Temperature and strain rate :

Most of the impact energy is absorbed by means of plastic deformation during the yielding of
the specimen. Therefore, factors that affect the yield behaviour and hence ductility of the
material such as temperature and strain rate will affect the impact energy




Fracture mechanism :
Metals tend to fail by one of two mechanisms, microvoid coalescence or cleavage


Application :
Polymeric materials that are sensitive to the stress concentrations at the notch ('notch-
sensitive') will perform poorly in the notched izod test. Engineers use this knowledge to
avoid using such polymers in designs with high stress concentrations such as sharp
corners or cutouts.
By measuring the impact value at different temperatures, on can plot the behavior of
materials with change in temperature.

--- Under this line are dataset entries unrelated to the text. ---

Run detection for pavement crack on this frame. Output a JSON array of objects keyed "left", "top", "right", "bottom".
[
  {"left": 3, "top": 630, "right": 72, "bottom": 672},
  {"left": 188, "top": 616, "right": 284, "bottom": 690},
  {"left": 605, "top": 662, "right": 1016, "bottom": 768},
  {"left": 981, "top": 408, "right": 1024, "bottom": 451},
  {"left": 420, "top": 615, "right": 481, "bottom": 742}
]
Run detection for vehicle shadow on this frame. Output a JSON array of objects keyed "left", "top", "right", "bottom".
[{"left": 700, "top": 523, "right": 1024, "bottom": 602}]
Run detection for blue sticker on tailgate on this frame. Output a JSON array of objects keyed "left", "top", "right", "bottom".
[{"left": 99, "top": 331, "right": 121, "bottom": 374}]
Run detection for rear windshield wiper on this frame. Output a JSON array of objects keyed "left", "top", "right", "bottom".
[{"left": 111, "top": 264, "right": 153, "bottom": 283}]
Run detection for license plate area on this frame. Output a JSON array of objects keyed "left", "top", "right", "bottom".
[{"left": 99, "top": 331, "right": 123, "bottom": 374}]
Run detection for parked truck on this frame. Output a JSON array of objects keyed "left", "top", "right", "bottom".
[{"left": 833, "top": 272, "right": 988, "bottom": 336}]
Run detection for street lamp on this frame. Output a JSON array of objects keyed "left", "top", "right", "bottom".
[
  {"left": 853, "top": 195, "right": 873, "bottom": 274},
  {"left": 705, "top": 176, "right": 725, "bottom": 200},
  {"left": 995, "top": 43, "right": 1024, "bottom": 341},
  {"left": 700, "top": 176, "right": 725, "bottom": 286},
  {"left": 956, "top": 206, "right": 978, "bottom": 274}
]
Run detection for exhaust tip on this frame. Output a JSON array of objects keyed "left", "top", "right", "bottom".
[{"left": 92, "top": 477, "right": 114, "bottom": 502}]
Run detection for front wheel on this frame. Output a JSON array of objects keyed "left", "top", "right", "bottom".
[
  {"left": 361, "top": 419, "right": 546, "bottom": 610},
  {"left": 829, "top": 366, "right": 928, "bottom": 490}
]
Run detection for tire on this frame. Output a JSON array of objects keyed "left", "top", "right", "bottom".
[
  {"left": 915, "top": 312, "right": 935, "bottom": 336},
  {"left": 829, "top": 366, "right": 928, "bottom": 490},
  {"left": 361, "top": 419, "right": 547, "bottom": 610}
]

One can measure the ductile to brittle transition
temperature, important for low temperature applications.
The Izod test is used to test materials at low temperature to try to simulate conditions
that may occur in the actual use of the material.

Theoretical background :
In the Izod impact test, the test piece is a cantilever, clamped upright in an anvil, with a V-
notch at the level of the top of the clamp.
The test piece is hit by a striker carried on a pendulum which is allowed to fall freely
from a fixed height, to give a blow of 120 ft lb energy.
After fracturing the test piece, the height to which the pendulum rises is recorded by a slave
friction pointer mounted on the dial, from which the absorbed energy amount is read.


Procedure : A test specimen, usually of square crossed section is notched and held
between a pair of jaws, to be broken by a swinging or falling weight.
When the pendulum of the Izod testing machine is released it swings with a
downward movement and when it reaches the vertical the hammer makes contact with
the specimen which is broken by the force of the blow.
The hammer continues its upward motion but the energy absorbed in breaking the test
piece reduces its momentum.
A graduated scale enables a reading to be taken of the energy used to fracture the test
piece.
To obtain a representative result the average of three tests is used and to ensure that
the results conform to those of the steel specification the test specimens should meet
the standard dimensions


Experimental data :

Sl. No. Frictional loss (J) Izod impact value(J)
1 0 72

Result : Izod Impact value for specimen is 72 J.


Discussion :


Here we find the impact value of given specimen but what is the use of it? Yes it is important
when we use a material at impact loading like bridges so that we check whether it take this
amount of loading suddenly or not. And one more thing that, what is the difference between
Charpy and Izod test? The difference in orientation of specimen so we check accordingly
which type of loading applied so it withstand without fracture.